Abstract: Should a data scientist use R or should they use Python? The answer to this rather delicate question is, of course, they should know a bit each and use the most appropriate language for the task in hand. In this tutorial, we’ll take participants through the R tidyverse, one of the (many!) areas that R shines. The tidyverse is essential for any data scientist who deals with data on a day-to-day basis. By focusing on small key tasks, the tidyverse suite of packages removes the pain of data manipulation. We'll cover some of the core features of the tidyverse, such as dplyr (the workhorse of the tidyverse), string manipulation, graphics and the concept of tidy data.
Goals: by the end of the tutorial participants will be able to
* install and load R packages;
* import and export data into R;
* construct graphics using the ggplot2 package;
* use the open-source RStudio IDE;
* identify strengths and weaknesses in R compared to Python;
* manipulate data into a tidy format using the tidyverse suite of R package;
* connect directly with databases using dplyr.
This tutorial assumes no prior knowledge of R, but we do assume prior knowledge of another programming language. The course will highlight the similarities and differences between R and Python, allowing participants to build on their existing Python knowledge while avoiding gotchas.

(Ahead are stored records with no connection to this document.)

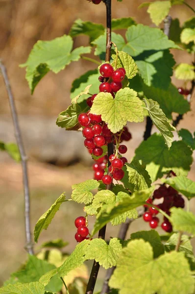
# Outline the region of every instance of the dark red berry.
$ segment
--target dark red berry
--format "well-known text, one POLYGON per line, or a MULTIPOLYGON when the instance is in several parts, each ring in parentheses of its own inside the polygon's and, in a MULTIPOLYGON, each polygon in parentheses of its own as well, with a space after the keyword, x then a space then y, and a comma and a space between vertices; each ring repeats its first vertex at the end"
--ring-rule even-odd
POLYGON ((99 92, 107 92, 108 93, 110 93, 112 92, 112 88, 110 86, 110 84, 107 82, 105 82, 104 83, 102 83, 100 85, 99 85, 99 92))
POLYGON ((123 163, 119 158, 115 158, 112 161, 111 165, 114 169, 122 169, 123 166, 123 163))
POLYGON ((150 221, 152 219, 152 215, 149 212, 145 212, 143 214, 143 219, 145 221, 150 221))
POLYGON ((108 174, 105 174, 102 177, 102 181, 105 185, 110 185, 112 181, 112 177, 108 174))
MULTIPOLYGON (((110 77, 114 72, 114 69, 109 63, 102 64, 99 69, 99 73, 105 77, 110 77)), ((102 91, 101 91, 102 92, 102 91)))
POLYGON ((81 125, 86 126, 90 122, 90 118, 87 113, 80 113, 78 117, 78 121, 81 125))
POLYGON ((83 136, 87 139, 92 139, 95 136, 94 132, 90 126, 85 126, 82 131, 83 136))
POLYGON ((87 237, 89 234, 89 230, 85 226, 82 225, 78 228, 77 233, 82 237, 87 237))
POLYGON ((126 71, 123 68, 119 68, 119 69, 118 69, 120 71, 122 71, 122 72, 124 74, 124 75, 126 74, 126 71))
POLYGON ((101 180, 104 173, 104 172, 103 171, 97 171, 95 172, 94 173, 94 179, 97 181, 101 180))
POLYGON ((152 220, 149 222, 149 226, 152 229, 155 229, 158 226, 158 222, 156 220, 153 218, 152 220))
POLYGON ((102 135, 96 136, 94 138, 94 141, 96 145, 98 147, 101 147, 101 146, 104 145, 105 143, 104 137, 103 136, 102 136, 102 135))
POLYGON ((102 127, 102 135, 105 137, 109 137, 110 136, 112 136, 112 132, 108 128, 107 124, 105 124, 105 125, 104 125, 102 127))
POLYGON ((115 180, 120 181, 124 176, 124 172, 122 170, 115 170, 113 172, 113 178, 115 180))
POLYGON ((127 147, 125 145, 120 145, 119 147, 119 151, 122 154, 123 154, 127 151, 127 147))
POLYGON ((76 228, 81 225, 86 225, 86 219, 84 217, 78 217, 74 220, 75 226, 76 228))
POLYGON ((93 154, 96 156, 100 156, 103 154, 103 149, 101 147, 96 147, 93 149, 93 154))
POLYGON ((84 141, 84 145, 88 149, 94 149, 96 147, 93 139, 86 139, 84 141))
POLYGON ((112 78, 114 82, 121 82, 124 78, 124 74, 120 70, 117 70, 112 74, 112 78))
POLYGON ((112 90, 114 92, 118 92, 122 87, 121 82, 114 82, 114 81, 110 83, 110 86, 111 86, 112 90))
POLYGON ((76 240, 76 241, 77 242, 79 242, 79 243, 85 239, 85 237, 82 237, 82 236, 79 235, 77 232, 76 232, 75 234, 74 238, 76 240))

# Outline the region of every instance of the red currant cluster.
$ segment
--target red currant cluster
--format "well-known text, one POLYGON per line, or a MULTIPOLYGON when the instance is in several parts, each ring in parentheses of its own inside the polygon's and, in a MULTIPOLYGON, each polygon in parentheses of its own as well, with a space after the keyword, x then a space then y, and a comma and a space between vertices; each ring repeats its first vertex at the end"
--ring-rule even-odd
MULTIPOLYGON (((153 200, 163 197, 164 198, 163 202, 155 206, 160 208, 168 215, 170 215, 170 209, 173 206, 181 208, 184 207, 184 199, 181 195, 171 186, 167 187, 164 185, 160 186, 157 190, 156 190, 153 195, 152 199, 149 198, 146 202, 152 204, 153 200)), ((148 207, 146 205, 144 206, 148 207)), ((148 211, 146 212, 143 215, 144 220, 149 222, 150 227, 152 229, 155 229, 158 226, 159 219, 156 216, 158 213, 159 212, 155 207, 149 207, 148 211)), ((172 225, 169 220, 165 217, 164 217, 164 221, 161 223, 161 228, 168 233, 172 232, 172 225)))
POLYGON ((189 90, 187 89, 184 89, 183 88, 178 88, 178 92, 181 95, 185 95, 185 96, 187 96, 190 94, 190 92, 189 90))
POLYGON ((77 242, 81 242, 87 238, 89 234, 89 230, 86 225, 86 220, 84 217, 78 217, 74 221, 75 226, 77 228, 77 231, 75 234, 74 238, 77 242))
MULTIPOLYGON (((117 92, 122 87, 121 82, 116 81, 122 80, 124 78, 125 73, 124 69, 121 68, 114 71, 110 64, 105 63, 101 66, 99 71, 102 74, 98 78, 101 82, 99 86, 100 92, 111 93, 114 98, 114 92, 117 92), (113 81, 110 84, 103 81, 105 78, 111 78, 111 76, 113 81), (116 85, 118 86, 117 88, 116 85)), ((97 95, 97 94, 94 94, 87 99, 87 103, 90 107, 92 106, 97 95)), ((127 160, 125 157, 121 157, 118 152, 122 154, 127 151, 126 147, 120 144, 123 141, 128 141, 131 139, 131 134, 127 128, 124 127, 121 132, 113 134, 105 122, 102 121, 100 115, 92 114, 90 113, 90 111, 87 113, 79 114, 78 120, 80 124, 84 127, 82 134, 86 138, 84 145, 89 149, 90 154, 93 153, 96 156, 101 156, 103 152, 102 148, 103 146, 111 143, 116 145, 115 154, 112 154, 109 158, 110 162, 112 162, 111 166, 109 167, 109 172, 116 180, 122 179, 124 175, 124 172, 122 168, 125 162, 127 162, 127 160)), ((107 156, 102 156, 95 161, 95 163, 93 165, 94 179, 97 180, 102 180, 105 185, 110 184, 112 181, 112 176, 108 175, 104 175, 108 162, 107 156)))

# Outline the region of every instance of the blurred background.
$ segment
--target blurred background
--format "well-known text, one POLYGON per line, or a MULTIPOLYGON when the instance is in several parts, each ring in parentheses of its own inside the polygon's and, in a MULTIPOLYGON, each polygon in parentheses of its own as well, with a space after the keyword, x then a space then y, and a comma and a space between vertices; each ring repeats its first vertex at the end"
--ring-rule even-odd
MULTIPOLYGON (((141 0, 113 0, 114 18, 132 17, 137 23, 154 26, 146 13, 147 8, 138 9, 141 0)), ((194 0, 187 2, 195 7, 194 0)), ((171 10, 173 18, 182 24, 192 16, 184 5, 175 5, 171 10)), ((56 75, 49 72, 37 86, 33 96, 25 80, 24 63, 38 40, 51 40, 68 34, 77 19, 105 24, 103 3, 95 5, 86 0, 0 0, 0 57, 7 67, 14 93, 28 163, 32 228, 40 217, 63 192, 70 197, 71 185, 92 178, 93 161, 83 145, 79 132, 66 131, 58 127, 58 114, 70 103, 70 92, 73 80, 96 65, 84 60, 72 62, 56 75)), ((124 31, 118 32, 124 34, 124 31)), ((74 48, 87 46, 87 36, 77 37, 74 48)), ((190 62, 192 56, 182 51, 172 50, 177 63, 190 62)), ((176 86, 182 86, 173 77, 176 86)), ((195 131, 195 95, 192 111, 184 116, 178 128, 195 131)), ((0 140, 15 142, 8 99, 0 75, 0 140)), ((128 143, 127 158, 130 161, 134 150, 142 141, 145 123, 128 125, 133 139, 128 143)), ((155 131, 155 128, 153 132, 155 131)), ((195 180, 195 168, 189 177, 195 180)), ((4 152, 0 153, 0 285, 10 273, 17 270, 26 258, 24 249, 24 196, 21 165, 14 162, 4 152)), ((194 201, 194 204, 195 202, 194 201)), ((195 212, 192 202, 192 210, 195 212)), ((69 242, 67 251, 76 245, 74 220, 82 214, 83 206, 75 203, 61 206, 47 231, 41 235, 39 244, 51 239, 62 238, 69 242)), ((93 219, 89 228, 93 227, 93 219)), ((107 237, 116 236, 119 227, 108 226, 107 237)), ((128 236, 138 230, 149 230, 142 220, 130 226, 128 236)), ((159 232, 162 232, 159 229, 159 232)), ((35 246, 39 250, 39 246, 35 246)), ((100 276, 103 278, 102 270, 100 276)))

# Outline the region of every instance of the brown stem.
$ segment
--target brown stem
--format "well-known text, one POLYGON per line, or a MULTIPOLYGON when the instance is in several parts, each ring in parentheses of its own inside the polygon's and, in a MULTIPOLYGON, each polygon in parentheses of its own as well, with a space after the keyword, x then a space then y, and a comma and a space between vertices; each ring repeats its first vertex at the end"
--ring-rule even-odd
POLYGON ((7 76, 7 71, 5 67, 3 65, 0 60, 0 69, 3 77, 6 89, 8 96, 9 102, 12 116, 13 122, 14 123, 15 135, 21 158, 23 176, 23 185, 24 194, 25 232, 26 236, 26 245, 25 248, 29 254, 32 255, 33 254, 33 249, 30 232, 30 196, 27 167, 27 158, 25 153, 24 148, 22 139, 21 131, 18 122, 18 115, 15 104, 14 98, 11 88, 8 77, 7 76))
MULTIPOLYGON (((111 0, 104 0, 104 2, 106 7, 106 57, 105 61, 110 62, 111 56, 111 51, 112 47, 111 43, 111 0)), ((114 146, 113 143, 108 144, 108 158, 114 152, 114 146)), ((111 163, 108 159, 108 168, 110 166, 111 163)), ((108 168, 108 174, 109 174, 108 168)), ((107 185, 106 189, 111 190, 112 189, 112 183, 110 185, 107 185)), ((98 238, 103 240, 105 239, 106 233, 106 225, 104 226, 99 231, 98 234, 98 238)), ((99 264, 94 261, 92 270, 89 277, 88 283, 87 286, 87 289, 85 294, 93 294, 94 291, 94 288, 96 285, 98 272, 99 269, 99 264)))

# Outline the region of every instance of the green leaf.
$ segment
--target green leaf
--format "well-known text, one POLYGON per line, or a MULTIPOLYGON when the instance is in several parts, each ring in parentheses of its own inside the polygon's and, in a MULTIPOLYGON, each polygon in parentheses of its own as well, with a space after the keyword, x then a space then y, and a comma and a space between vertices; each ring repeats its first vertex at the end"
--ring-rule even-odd
MULTIPOLYGON (((74 80, 71 90, 71 98, 73 99, 79 95, 89 84, 92 84, 90 87, 90 92, 92 94, 99 92, 99 82, 98 77, 99 73, 98 69, 89 71, 74 80)), ((77 100, 77 103, 80 103, 86 100, 89 95, 83 95, 77 100)))
POLYGON ((80 104, 73 103, 66 110, 59 114, 56 120, 57 125, 62 128, 65 127, 67 130, 78 129, 79 127, 78 117, 88 109, 86 105, 84 107, 81 107, 80 104))
POLYGON ((26 62, 21 65, 26 67, 26 79, 31 94, 49 70, 57 74, 71 61, 78 60, 81 54, 91 52, 90 47, 83 46, 71 51, 73 46, 71 37, 66 35, 51 41, 38 41, 34 45, 26 62))
POLYGON ((78 203, 84 203, 87 204, 91 202, 93 198, 93 195, 91 190, 97 189, 99 185, 96 180, 87 180, 80 184, 73 185, 73 192, 71 198, 78 203))
POLYGON ((194 290, 183 253, 173 251, 154 259, 152 246, 143 240, 130 241, 122 249, 109 285, 119 289, 120 294, 192 294, 194 290))
POLYGON ((158 25, 169 14, 171 5, 170 1, 155 1, 149 4, 147 12, 156 25, 158 25))
POLYGON ((195 132, 194 138, 188 130, 181 129, 178 132, 180 137, 181 137, 183 141, 186 143, 188 146, 190 146, 193 150, 195 150, 195 132))
POLYGON ((96 96, 91 108, 91 113, 101 114, 113 133, 121 130, 127 122, 138 122, 144 120, 142 101, 132 89, 120 90, 115 99, 110 93, 101 92, 96 96))
POLYGON ((155 230, 140 231, 131 235, 131 240, 140 239, 150 244, 154 253, 154 258, 157 258, 165 253, 165 246, 161 243, 160 236, 155 230))
POLYGON ((187 232, 195 234, 195 215, 192 212, 185 211, 182 208, 172 207, 170 221, 174 231, 187 232))
POLYGON ((181 34, 181 41, 184 44, 195 43, 195 28, 184 28, 181 34))
POLYGON ((73 24, 69 34, 73 37, 80 35, 89 36, 91 43, 99 36, 102 35, 104 31, 105 28, 102 24, 92 22, 83 22, 78 19, 73 24))
POLYGON ((184 80, 193 80, 195 78, 195 67, 187 63, 180 63, 175 69, 176 78, 184 80))
MULTIPOLYGON (((123 47, 125 45, 124 38, 121 35, 112 33, 112 41, 117 44, 118 50, 122 50, 123 47)), ((92 44, 97 46, 95 51, 95 55, 99 55, 106 51, 106 33, 105 32, 103 35, 101 35, 92 42, 92 44)))
POLYGON ((128 181, 132 186, 131 191, 144 190, 151 186, 148 173, 138 160, 134 159, 131 163, 126 163, 125 166, 128 173, 128 181))
POLYGON ((192 154, 182 141, 173 142, 169 150, 162 136, 154 133, 135 150, 135 159, 146 164, 153 182, 170 171, 177 175, 187 175, 192 163, 192 154))
MULTIPOLYGON (((140 205, 144 205, 146 200, 151 196, 154 189, 154 187, 153 186, 144 190, 136 191, 129 197, 125 197, 115 204, 103 206, 97 216, 97 220, 92 235, 95 235, 114 218, 140 205)), ((122 195, 122 193, 123 192, 120 192, 120 195, 122 195)))
POLYGON ((172 187, 188 199, 195 197, 195 182, 183 175, 162 179, 162 181, 172 187))
POLYGON ((85 258, 95 259, 106 270, 116 265, 122 249, 120 241, 116 238, 112 239, 109 245, 101 239, 95 239, 87 247, 85 258))
POLYGON ((114 30, 127 28, 132 24, 136 24, 136 22, 131 17, 122 17, 112 20, 112 29, 114 30))
MULTIPOLYGON (((128 78, 133 78, 136 75, 138 68, 131 56, 123 51, 119 51, 118 53, 117 67, 123 67, 126 71, 126 75, 128 78)), ((115 63, 116 55, 113 54, 112 58, 115 63)))
POLYGON ((65 201, 65 195, 63 193, 57 199, 48 210, 41 217, 34 229, 34 242, 37 243, 40 234, 43 229, 47 230, 57 211, 59 210, 61 204, 65 201))
POLYGON ((38 282, 8 285, 0 289, 0 294, 44 294, 44 286, 38 282))
POLYGON ((9 156, 17 162, 21 160, 18 145, 15 143, 4 143, 0 141, 0 150, 6 151, 9 156))
POLYGON ((169 48, 180 49, 159 28, 143 24, 131 25, 126 33, 127 44, 123 51, 136 56, 145 50, 164 50, 169 48))
MULTIPOLYGON (((55 269, 55 266, 49 264, 46 260, 39 259, 36 256, 29 255, 24 269, 12 274, 20 283, 38 282, 42 275, 55 269)), ((57 277, 54 277, 45 290, 51 292, 58 292, 62 288, 62 282, 57 277)))
POLYGON ((157 129, 160 131, 164 138, 165 143, 170 148, 173 141, 172 131, 176 128, 170 123, 163 111, 160 108, 159 104, 151 99, 144 99, 146 108, 148 112, 149 116, 157 129))

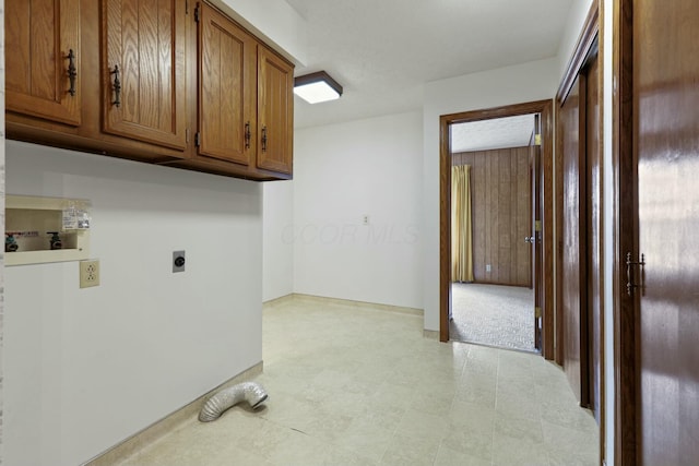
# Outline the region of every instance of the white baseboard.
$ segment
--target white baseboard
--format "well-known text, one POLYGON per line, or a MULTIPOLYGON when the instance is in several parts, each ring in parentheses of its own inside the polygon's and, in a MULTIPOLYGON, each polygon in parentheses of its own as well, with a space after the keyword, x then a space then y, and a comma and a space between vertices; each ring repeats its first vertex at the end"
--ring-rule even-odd
POLYGON ((168 432, 171 432, 181 423, 190 420, 192 417, 199 416, 199 411, 201 407, 205 403, 205 401, 212 396, 214 393, 220 390, 227 389, 228 386, 235 385, 240 382, 246 382, 254 377, 262 373, 262 361, 252 366, 250 369, 247 369, 228 381, 222 383, 217 387, 211 390, 210 392, 201 395, 199 398, 193 402, 182 406, 170 415, 164 417, 163 419, 152 423, 140 432, 134 433, 130 438, 125 441, 116 444, 111 449, 107 450, 104 453, 95 456, 90 459, 87 463, 83 463, 82 466, 112 466, 118 464, 119 462, 128 458, 135 452, 141 451, 144 446, 150 445, 157 441, 159 438, 165 435, 168 432))

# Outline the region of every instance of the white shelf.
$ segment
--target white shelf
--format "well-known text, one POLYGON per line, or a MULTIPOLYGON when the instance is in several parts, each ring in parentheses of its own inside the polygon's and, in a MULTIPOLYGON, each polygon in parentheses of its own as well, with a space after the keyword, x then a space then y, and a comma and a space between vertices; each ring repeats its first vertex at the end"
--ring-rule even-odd
POLYGON ((90 201, 64 198, 5 196, 5 234, 20 249, 4 253, 5 265, 82 261, 90 258, 90 229, 63 229, 63 210, 88 208, 90 201), (50 249, 47 231, 58 231, 63 249, 50 249))

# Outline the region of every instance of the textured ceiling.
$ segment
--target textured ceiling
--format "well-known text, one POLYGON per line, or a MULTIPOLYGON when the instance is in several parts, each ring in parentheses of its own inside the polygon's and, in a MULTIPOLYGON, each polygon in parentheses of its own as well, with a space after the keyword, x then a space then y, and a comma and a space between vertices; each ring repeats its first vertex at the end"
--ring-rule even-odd
POLYGON ((452 153, 523 147, 534 132, 534 115, 470 121, 452 124, 450 130, 452 153))
POLYGON ((287 0, 306 20, 303 75, 325 70, 339 100, 296 97, 304 128, 417 110, 423 84, 557 55, 573 0, 287 0))

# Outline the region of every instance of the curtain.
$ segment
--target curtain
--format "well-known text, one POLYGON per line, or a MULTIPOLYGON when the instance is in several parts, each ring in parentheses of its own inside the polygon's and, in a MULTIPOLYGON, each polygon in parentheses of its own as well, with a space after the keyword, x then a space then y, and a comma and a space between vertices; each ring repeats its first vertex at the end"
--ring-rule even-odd
POLYGON ((473 282, 470 165, 451 167, 451 280, 473 282))

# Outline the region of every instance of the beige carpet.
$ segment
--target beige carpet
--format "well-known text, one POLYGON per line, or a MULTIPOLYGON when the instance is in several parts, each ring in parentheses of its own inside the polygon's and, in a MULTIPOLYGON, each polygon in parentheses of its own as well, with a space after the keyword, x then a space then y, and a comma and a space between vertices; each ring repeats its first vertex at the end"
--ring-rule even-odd
POLYGON ((518 286, 451 285, 449 337, 534 350, 534 290, 518 286))

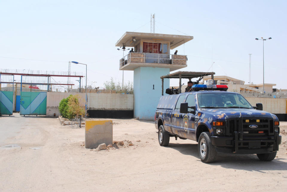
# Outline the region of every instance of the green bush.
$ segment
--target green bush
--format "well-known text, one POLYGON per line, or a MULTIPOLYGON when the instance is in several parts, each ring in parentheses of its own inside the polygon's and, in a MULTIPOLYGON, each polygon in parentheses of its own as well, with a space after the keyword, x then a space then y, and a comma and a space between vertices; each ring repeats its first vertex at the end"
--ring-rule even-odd
MULTIPOLYGON (((71 95, 70 95, 70 96, 71 95)), ((59 111, 62 116, 65 118, 68 118, 67 113, 68 108, 68 101, 69 97, 67 98, 63 99, 59 104, 59 111)))
POLYGON ((69 119, 84 116, 85 102, 79 95, 70 95, 59 104, 59 111, 63 117, 69 119))
POLYGON ((111 93, 113 90, 115 91, 116 93, 134 94, 134 89, 132 83, 129 81, 127 84, 121 84, 119 82, 116 83, 112 77, 111 78, 110 81, 106 81, 104 82, 104 85, 106 90, 111 91, 111 93))

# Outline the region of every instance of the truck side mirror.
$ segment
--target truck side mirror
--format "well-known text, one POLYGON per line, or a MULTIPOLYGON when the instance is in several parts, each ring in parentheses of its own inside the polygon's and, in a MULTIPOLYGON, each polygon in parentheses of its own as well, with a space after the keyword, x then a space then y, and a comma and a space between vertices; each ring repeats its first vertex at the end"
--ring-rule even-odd
POLYGON ((187 103, 181 103, 180 104, 180 109, 179 111, 181 113, 187 113, 187 103))
POLYGON ((262 110, 263 110, 263 105, 262 103, 256 103, 256 109, 262 110))
POLYGON ((192 106, 191 107, 189 107, 189 108, 190 109, 193 109, 193 110, 192 110, 191 111, 190 111, 189 112, 190 113, 192 113, 193 114, 195 114, 195 106, 192 106))

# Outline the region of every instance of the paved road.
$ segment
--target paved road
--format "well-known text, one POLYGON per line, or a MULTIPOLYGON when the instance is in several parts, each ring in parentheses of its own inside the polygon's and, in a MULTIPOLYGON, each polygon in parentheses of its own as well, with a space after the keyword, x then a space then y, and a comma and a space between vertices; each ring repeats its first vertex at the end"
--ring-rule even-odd
MULTIPOLYGON (((14 113, 9 116, 0 116, 0 146, 7 144, 5 141, 9 138, 16 139, 24 130, 30 127, 32 123, 37 121, 36 116, 20 116, 19 113, 14 113)), ((9 140, 12 143, 13 140, 9 140)), ((17 141, 15 140, 15 142, 17 141)))

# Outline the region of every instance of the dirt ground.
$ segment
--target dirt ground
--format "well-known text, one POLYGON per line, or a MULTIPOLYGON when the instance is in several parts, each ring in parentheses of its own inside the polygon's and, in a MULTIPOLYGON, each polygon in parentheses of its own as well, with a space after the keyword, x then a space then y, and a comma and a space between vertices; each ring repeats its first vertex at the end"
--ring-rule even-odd
MULTIPOLYGON (((0 191, 287 189, 286 133, 281 133, 285 142, 271 162, 261 161, 256 155, 221 154, 216 162, 207 164, 199 159, 194 142, 172 137, 168 147, 160 146, 153 121, 112 120, 113 140, 130 141, 133 146, 91 150, 82 146, 84 127, 62 126, 58 119, 19 113, 0 117, 0 130, 19 128, 3 139, 13 147, 0 147, 0 191)), ((280 123, 281 131, 287 132, 287 122, 280 123)))

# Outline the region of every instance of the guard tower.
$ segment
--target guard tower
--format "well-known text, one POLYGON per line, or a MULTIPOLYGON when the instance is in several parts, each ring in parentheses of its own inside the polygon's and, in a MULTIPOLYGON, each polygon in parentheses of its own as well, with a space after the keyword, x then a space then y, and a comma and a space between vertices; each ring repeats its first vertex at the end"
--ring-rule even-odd
MULTIPOLYGON (((120 60, 121 70, 134 71, 134 116, 152 120, 161 95, 161 77, 187 66, 186 55, 174 55, 178 46, 193 39, 192 36, 126 32, 116 47, 134 48, 120 60)), ((169 79, 164 87, 170 86, 169 79)))

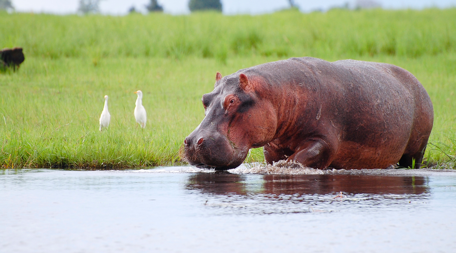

Participants should pre-install R and RStudio before the course.
Bio: Dr. Colin Gillespie is Senior lecturer (Associate Professor) at Newcastle University, UK. His research interests are high performance statistical computing and Bayesian statistics. He is regularly employed as a consultant by Jumping Rivers and has been teaching R since 2005 at a variety of levels, ranging from beginners to advanced programming.